Mais do que elemento essencial da formação do Brasil, a Cana-de-Açúcar transformou-se em parte integrante do imaginário do povo brasileiro.

Na cozinha, desdobra-se em utilidades; na indústria, colabora para a produção de alimentos mais saudáveis, de fácil conservação. Dela vem o álcool combustível, a energia elétrica. Também pode produzir papel, plásticos, produtos químicos.

Cana de Açúcar

A Cana-de-Açúcar é versátil, palavra que, aliás, justificaria mais um hífen: cana-de-açucar-versátil. Se preferirmos, grama-de-açúcar-versátil, pois a cana é uma gramínea, cujo potencial, variado e complexo, ainda pode ser muito explorado.

No Brasil, em menos de 1% das terras agricultáveis plantam-se 4,5 milhões de hectares de cana (duas vezes a área do Estado do Piauí), matéria-prima que permite a fabricação de energia natural, limpa e renovável.

A cana é, em si mesma, usina de enorme eficiência: cada tonelada tem um potencial energético equivalente ao de 1,2 barril de petróleo. O Brasil é o maior produtor do mundo, seguido por Índia e Austrália.

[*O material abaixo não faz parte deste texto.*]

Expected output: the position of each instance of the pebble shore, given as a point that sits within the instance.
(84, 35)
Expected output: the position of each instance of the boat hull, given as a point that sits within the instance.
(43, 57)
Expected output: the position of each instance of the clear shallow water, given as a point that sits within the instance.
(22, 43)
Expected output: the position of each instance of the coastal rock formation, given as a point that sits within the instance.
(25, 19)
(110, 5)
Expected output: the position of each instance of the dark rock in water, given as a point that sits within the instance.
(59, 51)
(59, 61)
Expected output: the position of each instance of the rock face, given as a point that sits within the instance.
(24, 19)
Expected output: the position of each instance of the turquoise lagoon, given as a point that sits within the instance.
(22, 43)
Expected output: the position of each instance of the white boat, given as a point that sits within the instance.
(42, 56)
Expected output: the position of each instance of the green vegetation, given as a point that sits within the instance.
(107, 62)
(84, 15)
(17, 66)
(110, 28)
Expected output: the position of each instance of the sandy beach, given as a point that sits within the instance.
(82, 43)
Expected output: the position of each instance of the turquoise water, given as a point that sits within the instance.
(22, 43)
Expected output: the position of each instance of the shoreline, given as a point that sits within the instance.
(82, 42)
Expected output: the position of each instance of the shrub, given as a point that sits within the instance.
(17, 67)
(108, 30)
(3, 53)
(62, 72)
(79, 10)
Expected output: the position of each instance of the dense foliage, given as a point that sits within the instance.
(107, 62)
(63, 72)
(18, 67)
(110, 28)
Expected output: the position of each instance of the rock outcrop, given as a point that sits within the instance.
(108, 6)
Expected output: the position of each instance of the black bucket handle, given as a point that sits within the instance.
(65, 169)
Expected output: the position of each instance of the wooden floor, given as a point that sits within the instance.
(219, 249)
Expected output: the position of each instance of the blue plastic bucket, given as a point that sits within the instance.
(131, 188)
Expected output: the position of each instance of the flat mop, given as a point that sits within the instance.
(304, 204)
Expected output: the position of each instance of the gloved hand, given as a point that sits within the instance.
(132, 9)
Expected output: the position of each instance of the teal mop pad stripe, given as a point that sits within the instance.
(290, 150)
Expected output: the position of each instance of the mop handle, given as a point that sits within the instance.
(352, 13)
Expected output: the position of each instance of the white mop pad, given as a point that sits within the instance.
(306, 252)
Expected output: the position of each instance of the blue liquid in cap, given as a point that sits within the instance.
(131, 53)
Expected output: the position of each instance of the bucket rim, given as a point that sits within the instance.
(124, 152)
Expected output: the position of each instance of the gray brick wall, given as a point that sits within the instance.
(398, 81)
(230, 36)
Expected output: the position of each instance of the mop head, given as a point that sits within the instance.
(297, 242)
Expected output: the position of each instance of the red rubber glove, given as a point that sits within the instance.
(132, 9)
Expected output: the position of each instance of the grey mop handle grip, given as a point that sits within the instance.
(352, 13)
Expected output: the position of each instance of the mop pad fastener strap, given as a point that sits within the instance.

Na média, 55% da cana brasileira vira álcool e 45%, açúcar. Planta-se cana, no Brasil, no Centro-Sul e no Norte-Nordeste, o que permite dois períodos de safra. Plantada, a cana demora de ano a ano e meio para ser colhida e processada pela primeira vez. A mesma cana pode ser colhida até cinco vezes, mas a cada ciclo devem ser feitos investimentos significativos para manter a produtividade.

Cana de Açúcar

A cana é a força por trás das 307 ‘centrais energéticas' existentes no Brasil, 128 das quais estão em São Paulo, utilizando cana que cobre 2,35 milhões de hectares de terra.

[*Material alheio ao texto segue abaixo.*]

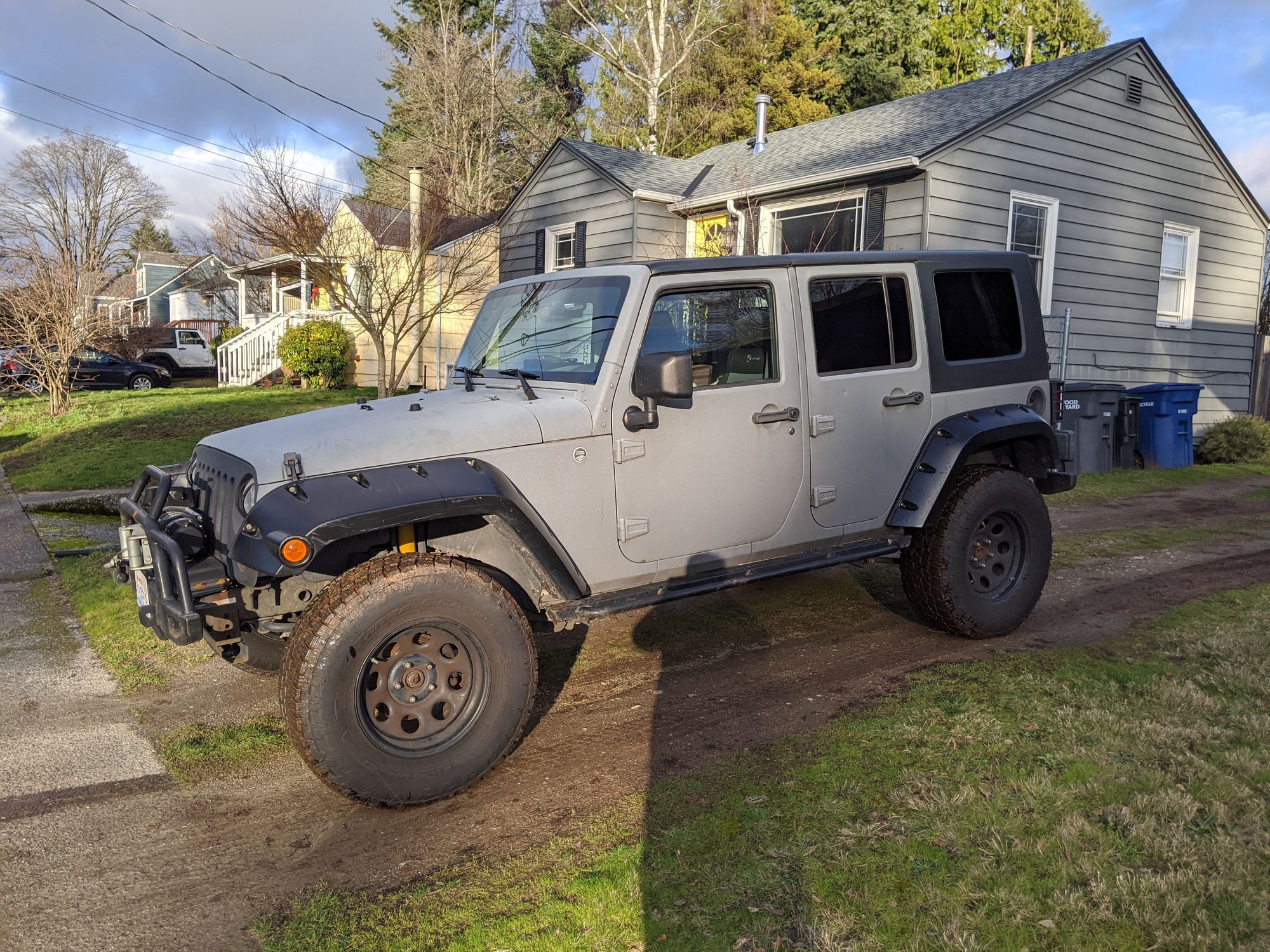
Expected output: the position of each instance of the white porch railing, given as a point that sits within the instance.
(252, 356)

São usinas e destilarias que processam a biomassa proveniente da Cana-de-Açúcar e que alimentam um círculo virtuoso: produzem açúcar como alimento, energia elétrica vinda da queima do bagaço nas caldeiras, álcool hidratado para movimentar veículos e álcool anidro para melhorar o desempenho energético e ambiental da gasolina.

CORTE

Cana de Açúcar

A agroindústria canavieira emprega 1 milhão de brasileiros. Mais de 80% da cana colhida é cortada à mão; o corte é precedido da queima da palha da planta, o que torna o trabalho mais seguro e rentável para o trabalhador. Mas a mecanização avança. No Estado de São Paulo, 25% da área plantada está sendo colhida por máquinas.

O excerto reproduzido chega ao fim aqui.